Pan, Po-Hung , Chiang, Yu-Chung , Chou, Chang-Hung , Tsai, Chi-Chu .
The Development of a pollen-mediated gene transformation system for Spathoglottis plicata (Orchidaceae).
Traditionally, developing a plant regeneration system is a prerequisite for most of plant gene transformation. In present study, we show that the gene transformation of Spathoglottis plicata (Orchidaceae) can be achieved by pollen-mediated transformation which does not need to develop a regeneration system. Agrobacterium tumefaciens strain EHA 105 harboring a plasmid pCAMBIA 1302 which contains a reporter gene green fluorescent protein (GFP) and a hygromycin resistance gene controlling by CaMV 35S promoter and NOS terminator. Spathoglottis plicata pollinia was cultivated in pollen germination medium to germinate for 16 hours and germinated pollens were¬†cocultivated with EHA 105. The infected pollens were pollinated on the stigma of Spathoglottis plicata. After about two weeks later, those developing fruits were harvested.

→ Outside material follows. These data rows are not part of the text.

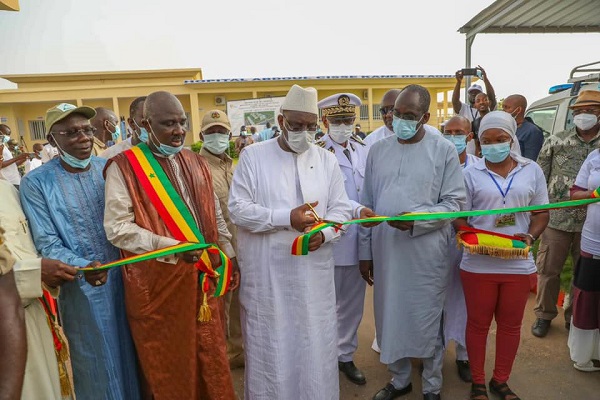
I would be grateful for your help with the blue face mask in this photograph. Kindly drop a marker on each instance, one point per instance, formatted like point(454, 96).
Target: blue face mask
point(404, 128)
point(73, 161)
point(143, 136)
point(117, 133)
point(164, 149)
point(495, 153)
point(459, 141)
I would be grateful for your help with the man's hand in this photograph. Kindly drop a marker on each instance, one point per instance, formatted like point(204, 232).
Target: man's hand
point(402, 225)
point(366, 270)
point(55, 273)
point(525, 238)
point(483, 74)
point(302, 217)
point(234, 282)
point(366, 212)
point(459, 75)
point(96, 278)
point(316, 241)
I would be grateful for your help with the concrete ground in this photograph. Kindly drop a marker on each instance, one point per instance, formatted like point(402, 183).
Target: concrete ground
point(542, 370)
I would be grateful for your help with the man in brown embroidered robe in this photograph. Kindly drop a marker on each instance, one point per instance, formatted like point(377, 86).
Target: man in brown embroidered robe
point(180, 357)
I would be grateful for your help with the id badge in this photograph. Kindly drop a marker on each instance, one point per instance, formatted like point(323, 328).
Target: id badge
point(505, 220)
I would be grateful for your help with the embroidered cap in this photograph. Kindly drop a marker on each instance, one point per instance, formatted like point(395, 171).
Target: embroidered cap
point(301, 99)
point(213, 118)
point(63, 110)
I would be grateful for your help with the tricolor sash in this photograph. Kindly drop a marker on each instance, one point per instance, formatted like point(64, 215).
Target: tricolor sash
point(179, 220)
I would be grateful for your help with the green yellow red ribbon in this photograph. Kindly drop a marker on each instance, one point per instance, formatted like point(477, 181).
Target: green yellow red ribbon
point(300, 245)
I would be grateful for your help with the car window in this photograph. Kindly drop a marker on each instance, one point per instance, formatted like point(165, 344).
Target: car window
point(544, 118)
point(569, 119)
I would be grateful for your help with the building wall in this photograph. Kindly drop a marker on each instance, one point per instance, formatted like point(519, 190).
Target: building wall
point(38, 93)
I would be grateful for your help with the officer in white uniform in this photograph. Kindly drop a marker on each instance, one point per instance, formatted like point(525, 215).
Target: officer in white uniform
point(338, 114)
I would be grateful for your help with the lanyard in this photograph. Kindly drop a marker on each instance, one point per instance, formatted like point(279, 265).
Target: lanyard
point(504, 194)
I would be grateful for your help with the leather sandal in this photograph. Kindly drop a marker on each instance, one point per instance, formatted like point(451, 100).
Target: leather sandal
point(478, 392)
point(502, 390)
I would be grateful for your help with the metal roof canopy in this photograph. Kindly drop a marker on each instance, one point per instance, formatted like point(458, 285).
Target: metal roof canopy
point(532, 16)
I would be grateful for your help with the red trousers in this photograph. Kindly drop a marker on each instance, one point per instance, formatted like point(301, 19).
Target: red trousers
point(504, 297)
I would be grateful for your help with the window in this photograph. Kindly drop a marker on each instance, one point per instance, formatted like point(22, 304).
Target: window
point(376, 112)
point(364, 112)
point(37, 129)
point(544, 118)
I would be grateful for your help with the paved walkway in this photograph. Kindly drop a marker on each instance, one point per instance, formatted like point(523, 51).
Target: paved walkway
point(542, 370)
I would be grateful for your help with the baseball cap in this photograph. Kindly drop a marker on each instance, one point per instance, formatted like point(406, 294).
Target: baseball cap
point(63, 110)
point(213, 118)
point(475, 87)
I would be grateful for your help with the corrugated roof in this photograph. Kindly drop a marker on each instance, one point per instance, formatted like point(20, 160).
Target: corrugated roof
point(536, 16)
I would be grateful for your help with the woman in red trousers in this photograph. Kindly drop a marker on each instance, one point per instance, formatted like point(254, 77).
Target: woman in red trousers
point(498, 287)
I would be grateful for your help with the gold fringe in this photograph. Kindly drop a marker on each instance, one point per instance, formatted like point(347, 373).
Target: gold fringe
point(494, 251)
point(204, 315)
point(62, 357)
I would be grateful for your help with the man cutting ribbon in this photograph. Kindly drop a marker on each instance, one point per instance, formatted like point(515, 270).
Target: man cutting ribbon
point(159, 195)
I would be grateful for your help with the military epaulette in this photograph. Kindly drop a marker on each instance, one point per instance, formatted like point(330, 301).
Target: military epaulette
point(357, 139)
point(321, 143)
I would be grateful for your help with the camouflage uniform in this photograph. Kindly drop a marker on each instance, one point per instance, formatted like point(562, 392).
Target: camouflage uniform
point(561, 158)
point(6, 259)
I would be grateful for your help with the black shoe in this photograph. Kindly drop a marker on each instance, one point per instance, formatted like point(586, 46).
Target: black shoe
point(464, 370)
point(354, 374)
point(389, 392)
point(540, 327)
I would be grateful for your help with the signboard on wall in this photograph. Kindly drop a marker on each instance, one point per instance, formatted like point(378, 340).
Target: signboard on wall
point(253, 112)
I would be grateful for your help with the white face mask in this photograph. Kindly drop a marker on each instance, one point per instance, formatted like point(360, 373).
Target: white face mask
point(299, 142)
point(585, 121)
point(340, 133)
point(216, 143)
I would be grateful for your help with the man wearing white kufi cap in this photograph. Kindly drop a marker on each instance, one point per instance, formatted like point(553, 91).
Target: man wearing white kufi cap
point(339, 113)
point(288, 302)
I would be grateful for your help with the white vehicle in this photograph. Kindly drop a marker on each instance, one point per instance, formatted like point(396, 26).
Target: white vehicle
point(552, 113)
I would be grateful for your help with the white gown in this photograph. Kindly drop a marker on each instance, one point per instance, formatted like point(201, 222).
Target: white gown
point(287, 302)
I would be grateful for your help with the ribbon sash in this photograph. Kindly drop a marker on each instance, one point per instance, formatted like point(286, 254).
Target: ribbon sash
point(176, 216)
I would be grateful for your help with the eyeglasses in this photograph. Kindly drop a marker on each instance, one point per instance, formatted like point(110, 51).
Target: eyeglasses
point(339, 121)
point(386, 110)
point(88, 131)
point(577, 111)
point(300, 128)
point(406, 117)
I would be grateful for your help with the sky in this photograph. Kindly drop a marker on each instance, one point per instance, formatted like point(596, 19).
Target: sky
point(277, 38)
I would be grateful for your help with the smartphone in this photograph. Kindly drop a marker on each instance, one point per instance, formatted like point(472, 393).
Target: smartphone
point(470, 71)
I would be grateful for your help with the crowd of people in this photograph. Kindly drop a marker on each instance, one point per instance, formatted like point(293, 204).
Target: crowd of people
point(153, 330)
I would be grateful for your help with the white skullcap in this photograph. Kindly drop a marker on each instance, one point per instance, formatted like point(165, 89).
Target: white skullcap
point(301, 99)
point(501, 120)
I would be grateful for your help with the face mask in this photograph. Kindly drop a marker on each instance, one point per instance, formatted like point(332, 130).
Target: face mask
point(340, 133)
point(459, 141)
point(299, 142)
point(216, 143)
point(495, 153)
point(515, 113)
point(73, 161)
point(585, 121)
point(404, 128)
point(164, 149)
point(143, 135)
point(117, 133)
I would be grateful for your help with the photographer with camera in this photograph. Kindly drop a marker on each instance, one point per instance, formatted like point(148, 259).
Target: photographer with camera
point(468, 110)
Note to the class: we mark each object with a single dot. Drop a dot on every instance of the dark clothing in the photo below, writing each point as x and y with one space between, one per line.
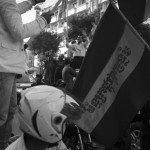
77 62
67 75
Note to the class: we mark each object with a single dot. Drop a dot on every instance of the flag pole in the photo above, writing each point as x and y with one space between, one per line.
130 26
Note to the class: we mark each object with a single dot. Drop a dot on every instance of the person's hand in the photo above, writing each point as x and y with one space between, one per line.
47 16
37 1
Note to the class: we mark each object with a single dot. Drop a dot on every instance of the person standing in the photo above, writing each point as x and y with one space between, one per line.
68 73
12 57
79 50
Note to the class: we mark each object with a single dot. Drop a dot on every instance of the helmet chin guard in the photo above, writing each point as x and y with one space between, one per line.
43 111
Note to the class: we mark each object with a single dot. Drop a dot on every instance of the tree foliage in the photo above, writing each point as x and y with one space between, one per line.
78 23
45 42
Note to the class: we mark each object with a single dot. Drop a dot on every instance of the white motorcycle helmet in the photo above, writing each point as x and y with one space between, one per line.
43 111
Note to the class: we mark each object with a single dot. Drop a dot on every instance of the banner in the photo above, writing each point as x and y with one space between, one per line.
114 80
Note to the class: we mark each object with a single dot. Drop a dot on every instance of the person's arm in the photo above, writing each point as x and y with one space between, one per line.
10 13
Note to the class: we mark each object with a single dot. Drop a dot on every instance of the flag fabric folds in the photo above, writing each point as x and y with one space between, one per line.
54 8
137 11
63 9
114 80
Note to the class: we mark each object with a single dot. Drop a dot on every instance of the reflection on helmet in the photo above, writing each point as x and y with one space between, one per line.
43 111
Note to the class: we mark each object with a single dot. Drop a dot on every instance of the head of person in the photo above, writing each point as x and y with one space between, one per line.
67 61
43 111
79 39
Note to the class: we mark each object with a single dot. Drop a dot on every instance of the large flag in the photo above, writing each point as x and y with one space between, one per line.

Developing embryos were observed under fluorescent microscope to detect the expression of GFP protein. About one month after pollination, fruits were matured and cultured on seed germination medium. The plantlets were transplanted on selection medium containing hygromycin to obtain transgenic plantlets. Those transgenic plants were confirmed by PCR and RT-PCR for GFP gene. These results show that gene transfer by pollen-mediated is an easy and efficient method for Spathoglottis plicata.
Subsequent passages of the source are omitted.